How far will this process go? Will we get to the point where humans and nature will be simple components of the artificial?
The main purpose of the collection is to raise awareness towards all these aspects of our relationship with the nature, of our relationship with ourselves.

There is still a strong tendency to associate jewelry with precious metals. Is there a special material you would like to experience with, but you haven’t had the chance yet? Any unique material?

For most of the jewelry I create, I use common, easy-to-acquire materials by recycling faulty items that I then process through traditional techniques. In the future I would like to use 3D plastic printing technology to highlight my architectural vision of jewelry design.

AUTOR Fair was your first encounter with a large audience. How would you describe the person wearing your jewels?

The person who wears my jewelry must be willing to wear not only a jewel but a whole concept, to wear it everywhere and to share it with everyone as a protest, as a statement, perhaps. They must love nature, shapes and simple ideas, characterized not by minimalism that leads to the lack of imagination, but more rather by maximization of expressivity through the minimum of lines.

What is the best advice you have received so far? What advice would you give to another colleague who’s just beginning to walk the path of jewelry?

The best advice I have received was to transfer to an artistic high-school.
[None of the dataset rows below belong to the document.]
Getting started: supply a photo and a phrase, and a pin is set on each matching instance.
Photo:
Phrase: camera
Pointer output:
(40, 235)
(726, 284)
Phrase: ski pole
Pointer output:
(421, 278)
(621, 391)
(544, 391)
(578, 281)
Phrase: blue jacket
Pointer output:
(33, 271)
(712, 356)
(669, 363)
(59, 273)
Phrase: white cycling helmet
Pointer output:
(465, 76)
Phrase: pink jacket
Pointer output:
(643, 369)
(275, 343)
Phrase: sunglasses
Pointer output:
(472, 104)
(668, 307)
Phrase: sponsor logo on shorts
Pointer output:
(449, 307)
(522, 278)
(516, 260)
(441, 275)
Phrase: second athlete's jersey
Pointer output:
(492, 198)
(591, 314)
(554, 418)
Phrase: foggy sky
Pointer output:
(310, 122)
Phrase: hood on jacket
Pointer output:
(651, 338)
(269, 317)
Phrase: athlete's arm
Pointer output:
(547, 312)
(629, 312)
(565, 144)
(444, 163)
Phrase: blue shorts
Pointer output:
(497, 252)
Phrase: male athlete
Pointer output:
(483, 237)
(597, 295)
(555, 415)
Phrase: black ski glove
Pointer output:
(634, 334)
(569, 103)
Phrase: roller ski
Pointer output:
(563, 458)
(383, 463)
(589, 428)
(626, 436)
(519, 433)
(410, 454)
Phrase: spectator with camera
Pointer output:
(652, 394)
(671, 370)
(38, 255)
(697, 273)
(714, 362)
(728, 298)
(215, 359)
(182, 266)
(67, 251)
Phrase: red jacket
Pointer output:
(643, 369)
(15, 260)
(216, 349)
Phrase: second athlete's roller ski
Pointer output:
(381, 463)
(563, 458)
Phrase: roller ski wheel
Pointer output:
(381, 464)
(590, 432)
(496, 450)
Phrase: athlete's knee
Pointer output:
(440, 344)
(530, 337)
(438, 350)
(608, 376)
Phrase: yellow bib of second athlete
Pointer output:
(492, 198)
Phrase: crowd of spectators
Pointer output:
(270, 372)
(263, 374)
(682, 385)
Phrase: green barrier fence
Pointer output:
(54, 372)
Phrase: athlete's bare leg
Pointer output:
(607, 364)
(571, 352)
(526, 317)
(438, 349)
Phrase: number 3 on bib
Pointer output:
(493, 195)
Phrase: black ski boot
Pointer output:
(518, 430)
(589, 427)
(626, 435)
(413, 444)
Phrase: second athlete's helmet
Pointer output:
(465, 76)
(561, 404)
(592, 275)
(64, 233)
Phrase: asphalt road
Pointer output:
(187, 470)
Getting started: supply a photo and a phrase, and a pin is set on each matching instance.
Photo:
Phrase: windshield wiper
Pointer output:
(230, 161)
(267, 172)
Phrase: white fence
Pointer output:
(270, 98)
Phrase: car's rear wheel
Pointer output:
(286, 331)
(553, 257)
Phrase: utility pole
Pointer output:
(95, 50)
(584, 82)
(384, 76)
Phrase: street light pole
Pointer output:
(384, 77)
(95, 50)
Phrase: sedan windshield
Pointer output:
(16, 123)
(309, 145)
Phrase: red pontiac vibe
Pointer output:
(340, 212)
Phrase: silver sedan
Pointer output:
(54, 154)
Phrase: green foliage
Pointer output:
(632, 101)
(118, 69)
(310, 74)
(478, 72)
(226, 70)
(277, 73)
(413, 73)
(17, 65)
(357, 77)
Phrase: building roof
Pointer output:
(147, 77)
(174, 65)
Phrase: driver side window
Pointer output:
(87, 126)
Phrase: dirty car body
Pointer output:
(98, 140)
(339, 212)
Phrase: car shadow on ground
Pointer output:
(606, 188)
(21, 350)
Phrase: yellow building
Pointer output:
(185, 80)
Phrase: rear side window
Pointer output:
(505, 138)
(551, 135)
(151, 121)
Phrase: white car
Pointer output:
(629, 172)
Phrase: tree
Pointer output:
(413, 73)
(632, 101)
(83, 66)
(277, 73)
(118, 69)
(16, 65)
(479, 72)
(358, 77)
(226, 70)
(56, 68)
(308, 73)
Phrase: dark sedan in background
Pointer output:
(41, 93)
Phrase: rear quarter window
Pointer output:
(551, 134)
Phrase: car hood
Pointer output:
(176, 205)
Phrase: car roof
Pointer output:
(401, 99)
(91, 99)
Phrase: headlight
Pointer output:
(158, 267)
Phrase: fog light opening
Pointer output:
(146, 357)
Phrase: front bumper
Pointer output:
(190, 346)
And my advice for a beginner jeweler is to see jewelry not as a destination or as a purpose, but rather as an instrument for attaining that purpose.

If you could be a jewel, what jewel would you be?

I think I would be an oversized jewel, at the border between architecture and sculpture, like Richard Serra’s works. So that the one wearing me – Planet Earth – would really stand out.

You were voted as the most popular designer at your first participation at AUTOR Fair, therefor winning the Audience Award. Does this change anything for you? How does it feel? 

My participation at AUTOR is the result of a long-lasting process of documenting, theoretical and practical thorough study, a lot of effort and many sacrifices. Being my first participation at a jewelry exhibition, I did not know what my expectations would be. The fact that I won the Audience Award is a validation of my work; it means that my message is of public interest and that I am on the right track in terms of contemporary jewelry. This gives me more confidence and support for making future collections.